Clarify logical connective of "greater than either of"
Opened this issue · 2 comments
In the introductory section describing the properties of the right-angled triangle ABC, point 3 currently reads (page 6):
“The angle ABC is greater than either of the angles BAC or BCA.”
This phrasing is logically ambiguous. In modern usage, “either … or …” can be read as exclusive or inclusive disjunction, implying that the angle ABC is greater than at least one of the other two angles — which is trivially true and weaker than Euclid’s actual intent.
Expected meaning:
From the geometric context, Euclid means that the right angle is greater than each of the other two acute angles. Therefore, the logical connective should be AND, not OR.
Similarly for point 4.
The role of this example is purely illustrative, it doesn't follow from any preceding proofs, and it's not entirely clear what these properties are supposed to be based on. In general I try not to change things which are not incorrect in this book, and the introduction, including this particular section of it, was taken directly from Byrne's original as is.
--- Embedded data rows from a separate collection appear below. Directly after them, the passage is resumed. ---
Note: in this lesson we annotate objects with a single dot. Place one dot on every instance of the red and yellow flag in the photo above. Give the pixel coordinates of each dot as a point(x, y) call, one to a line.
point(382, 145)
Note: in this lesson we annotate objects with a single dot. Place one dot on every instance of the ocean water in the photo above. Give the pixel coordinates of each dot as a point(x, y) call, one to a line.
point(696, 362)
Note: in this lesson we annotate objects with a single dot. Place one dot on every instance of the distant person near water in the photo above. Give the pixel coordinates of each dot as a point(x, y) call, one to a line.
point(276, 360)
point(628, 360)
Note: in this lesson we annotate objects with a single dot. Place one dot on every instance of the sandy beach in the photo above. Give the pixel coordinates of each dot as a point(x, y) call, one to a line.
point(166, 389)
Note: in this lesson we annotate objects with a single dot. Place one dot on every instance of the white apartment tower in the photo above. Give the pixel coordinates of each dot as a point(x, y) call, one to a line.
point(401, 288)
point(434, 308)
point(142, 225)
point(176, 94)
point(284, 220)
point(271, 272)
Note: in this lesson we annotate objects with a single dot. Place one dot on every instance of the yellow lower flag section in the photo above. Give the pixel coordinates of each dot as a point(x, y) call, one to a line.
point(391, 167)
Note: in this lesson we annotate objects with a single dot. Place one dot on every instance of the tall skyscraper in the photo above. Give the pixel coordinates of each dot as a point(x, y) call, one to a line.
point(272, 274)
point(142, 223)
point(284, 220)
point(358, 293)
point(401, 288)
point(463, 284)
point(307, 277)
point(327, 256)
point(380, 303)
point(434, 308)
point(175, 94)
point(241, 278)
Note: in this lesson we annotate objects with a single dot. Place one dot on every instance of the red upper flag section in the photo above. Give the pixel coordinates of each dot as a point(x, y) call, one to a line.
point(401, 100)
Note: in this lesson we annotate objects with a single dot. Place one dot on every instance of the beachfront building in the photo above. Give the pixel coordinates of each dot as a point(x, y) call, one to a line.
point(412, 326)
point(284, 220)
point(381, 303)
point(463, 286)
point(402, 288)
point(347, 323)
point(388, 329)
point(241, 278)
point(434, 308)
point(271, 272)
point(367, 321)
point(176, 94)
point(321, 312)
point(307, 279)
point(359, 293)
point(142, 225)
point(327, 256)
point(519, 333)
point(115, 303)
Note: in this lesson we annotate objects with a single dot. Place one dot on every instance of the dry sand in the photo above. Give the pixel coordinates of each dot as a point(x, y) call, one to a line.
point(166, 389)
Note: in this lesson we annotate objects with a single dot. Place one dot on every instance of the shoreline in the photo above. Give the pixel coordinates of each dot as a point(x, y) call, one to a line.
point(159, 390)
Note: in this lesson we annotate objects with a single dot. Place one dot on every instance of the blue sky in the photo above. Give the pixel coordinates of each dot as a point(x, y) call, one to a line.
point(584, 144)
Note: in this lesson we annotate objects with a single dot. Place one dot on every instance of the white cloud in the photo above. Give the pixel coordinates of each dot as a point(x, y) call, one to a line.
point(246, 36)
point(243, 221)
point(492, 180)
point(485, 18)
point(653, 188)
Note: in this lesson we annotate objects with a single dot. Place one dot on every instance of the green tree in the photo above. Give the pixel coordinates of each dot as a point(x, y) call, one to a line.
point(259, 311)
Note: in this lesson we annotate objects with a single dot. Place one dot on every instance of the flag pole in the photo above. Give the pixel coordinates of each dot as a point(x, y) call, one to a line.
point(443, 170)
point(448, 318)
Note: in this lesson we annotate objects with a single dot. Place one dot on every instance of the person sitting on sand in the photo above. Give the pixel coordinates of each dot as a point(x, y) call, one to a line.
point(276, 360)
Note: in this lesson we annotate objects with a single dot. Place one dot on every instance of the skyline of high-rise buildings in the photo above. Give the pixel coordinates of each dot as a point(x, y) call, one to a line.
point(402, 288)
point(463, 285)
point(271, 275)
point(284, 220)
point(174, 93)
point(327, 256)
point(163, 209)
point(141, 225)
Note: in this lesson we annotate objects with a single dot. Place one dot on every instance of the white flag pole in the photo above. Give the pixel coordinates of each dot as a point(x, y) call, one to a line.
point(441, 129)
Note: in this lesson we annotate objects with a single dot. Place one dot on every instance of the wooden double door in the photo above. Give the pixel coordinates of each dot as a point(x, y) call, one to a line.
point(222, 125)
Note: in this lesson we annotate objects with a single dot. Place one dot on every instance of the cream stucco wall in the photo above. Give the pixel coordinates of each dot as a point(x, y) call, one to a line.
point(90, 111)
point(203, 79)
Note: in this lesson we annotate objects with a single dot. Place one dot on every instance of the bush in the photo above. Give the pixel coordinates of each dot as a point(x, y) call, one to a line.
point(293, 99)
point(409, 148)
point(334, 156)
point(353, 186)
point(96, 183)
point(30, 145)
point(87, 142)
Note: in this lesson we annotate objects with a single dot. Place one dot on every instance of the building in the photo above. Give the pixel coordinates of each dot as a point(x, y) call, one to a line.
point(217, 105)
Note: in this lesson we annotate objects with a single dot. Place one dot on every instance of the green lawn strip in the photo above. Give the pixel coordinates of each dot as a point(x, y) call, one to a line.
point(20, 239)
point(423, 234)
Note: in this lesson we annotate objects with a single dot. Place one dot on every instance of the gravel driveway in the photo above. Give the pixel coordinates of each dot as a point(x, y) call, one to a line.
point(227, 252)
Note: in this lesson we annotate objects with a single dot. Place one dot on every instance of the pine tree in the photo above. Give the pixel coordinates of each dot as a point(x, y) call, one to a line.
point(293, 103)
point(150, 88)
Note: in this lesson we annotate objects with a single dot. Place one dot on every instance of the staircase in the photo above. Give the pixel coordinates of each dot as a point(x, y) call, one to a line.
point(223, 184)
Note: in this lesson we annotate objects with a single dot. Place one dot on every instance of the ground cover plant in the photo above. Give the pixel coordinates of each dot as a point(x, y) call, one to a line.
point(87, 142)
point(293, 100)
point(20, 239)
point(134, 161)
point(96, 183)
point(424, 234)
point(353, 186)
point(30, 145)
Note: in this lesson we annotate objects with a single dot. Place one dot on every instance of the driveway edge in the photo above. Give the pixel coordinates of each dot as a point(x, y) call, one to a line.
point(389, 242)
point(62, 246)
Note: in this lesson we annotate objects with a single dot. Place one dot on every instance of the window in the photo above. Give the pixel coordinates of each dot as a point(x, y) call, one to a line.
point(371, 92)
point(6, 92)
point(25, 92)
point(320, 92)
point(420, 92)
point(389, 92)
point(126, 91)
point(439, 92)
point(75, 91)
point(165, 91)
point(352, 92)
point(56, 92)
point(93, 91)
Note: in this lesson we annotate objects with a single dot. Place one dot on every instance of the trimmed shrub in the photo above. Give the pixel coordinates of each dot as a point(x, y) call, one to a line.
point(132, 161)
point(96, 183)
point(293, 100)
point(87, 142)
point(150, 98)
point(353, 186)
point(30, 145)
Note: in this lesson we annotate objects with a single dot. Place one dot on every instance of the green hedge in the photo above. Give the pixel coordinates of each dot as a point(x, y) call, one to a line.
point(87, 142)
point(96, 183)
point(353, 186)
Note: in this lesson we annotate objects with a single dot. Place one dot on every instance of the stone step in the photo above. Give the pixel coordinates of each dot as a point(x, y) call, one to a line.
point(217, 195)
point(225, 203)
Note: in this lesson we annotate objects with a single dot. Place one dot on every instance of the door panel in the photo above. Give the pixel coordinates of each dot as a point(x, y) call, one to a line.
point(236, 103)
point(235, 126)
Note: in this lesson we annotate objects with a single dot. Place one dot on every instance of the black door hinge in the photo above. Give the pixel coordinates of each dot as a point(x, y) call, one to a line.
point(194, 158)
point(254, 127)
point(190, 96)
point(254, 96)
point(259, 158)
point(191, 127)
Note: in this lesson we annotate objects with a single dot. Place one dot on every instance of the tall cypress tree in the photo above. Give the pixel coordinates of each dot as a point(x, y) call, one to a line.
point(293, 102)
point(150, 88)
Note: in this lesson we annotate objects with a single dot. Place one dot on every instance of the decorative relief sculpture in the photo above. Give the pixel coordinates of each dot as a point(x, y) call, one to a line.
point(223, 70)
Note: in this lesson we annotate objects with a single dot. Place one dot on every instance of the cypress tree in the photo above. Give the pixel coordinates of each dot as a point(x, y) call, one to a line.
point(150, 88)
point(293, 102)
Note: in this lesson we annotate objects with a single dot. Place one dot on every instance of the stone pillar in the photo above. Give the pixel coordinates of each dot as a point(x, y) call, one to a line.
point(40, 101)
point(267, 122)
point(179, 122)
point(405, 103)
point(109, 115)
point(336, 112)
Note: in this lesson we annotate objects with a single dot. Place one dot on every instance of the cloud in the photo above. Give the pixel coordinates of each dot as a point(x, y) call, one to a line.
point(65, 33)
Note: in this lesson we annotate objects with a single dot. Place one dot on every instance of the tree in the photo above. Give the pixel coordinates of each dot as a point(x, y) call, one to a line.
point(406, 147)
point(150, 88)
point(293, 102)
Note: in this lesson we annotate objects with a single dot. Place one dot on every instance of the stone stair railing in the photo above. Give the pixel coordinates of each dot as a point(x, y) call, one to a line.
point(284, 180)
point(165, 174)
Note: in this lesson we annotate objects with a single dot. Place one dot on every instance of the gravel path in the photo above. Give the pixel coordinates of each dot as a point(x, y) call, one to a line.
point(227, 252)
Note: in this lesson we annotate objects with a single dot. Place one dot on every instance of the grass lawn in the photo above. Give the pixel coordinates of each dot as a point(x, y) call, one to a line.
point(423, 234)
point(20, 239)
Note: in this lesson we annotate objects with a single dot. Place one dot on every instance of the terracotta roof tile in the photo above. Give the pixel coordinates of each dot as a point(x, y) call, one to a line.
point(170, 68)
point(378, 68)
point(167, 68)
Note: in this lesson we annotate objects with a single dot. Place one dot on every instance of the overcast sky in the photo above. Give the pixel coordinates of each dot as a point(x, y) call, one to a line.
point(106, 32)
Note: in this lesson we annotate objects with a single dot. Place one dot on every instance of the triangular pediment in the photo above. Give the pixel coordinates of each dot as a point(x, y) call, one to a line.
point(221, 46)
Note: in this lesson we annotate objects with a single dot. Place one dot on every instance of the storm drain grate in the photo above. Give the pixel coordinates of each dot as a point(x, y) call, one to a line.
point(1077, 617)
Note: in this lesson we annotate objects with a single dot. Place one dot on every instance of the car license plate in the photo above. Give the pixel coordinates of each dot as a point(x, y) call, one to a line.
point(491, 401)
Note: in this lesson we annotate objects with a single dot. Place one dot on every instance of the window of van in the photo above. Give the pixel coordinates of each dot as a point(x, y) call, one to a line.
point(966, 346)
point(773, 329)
I agree that AND is a better description of these properties of the right-angled triangle, though. What do you think if I add a margin note next to these points, suggesting to read them as something like this?
The angle ABC is greater than the angles BAC and the angle BCA.
The angle BCA and the angle CAB are less than the angle ABC.
I appreciate sticking to Byrne's original (and in general I admire the whole work that you have done 🙌). The “or” in the original text may be a linguistic artifact, not a logical one.
I like the idea of the margin note, which could avoid confusion in this very early example, but of course you have to decide if such a margin note is justified, with respect to the project goal of reproducing Byrne's original.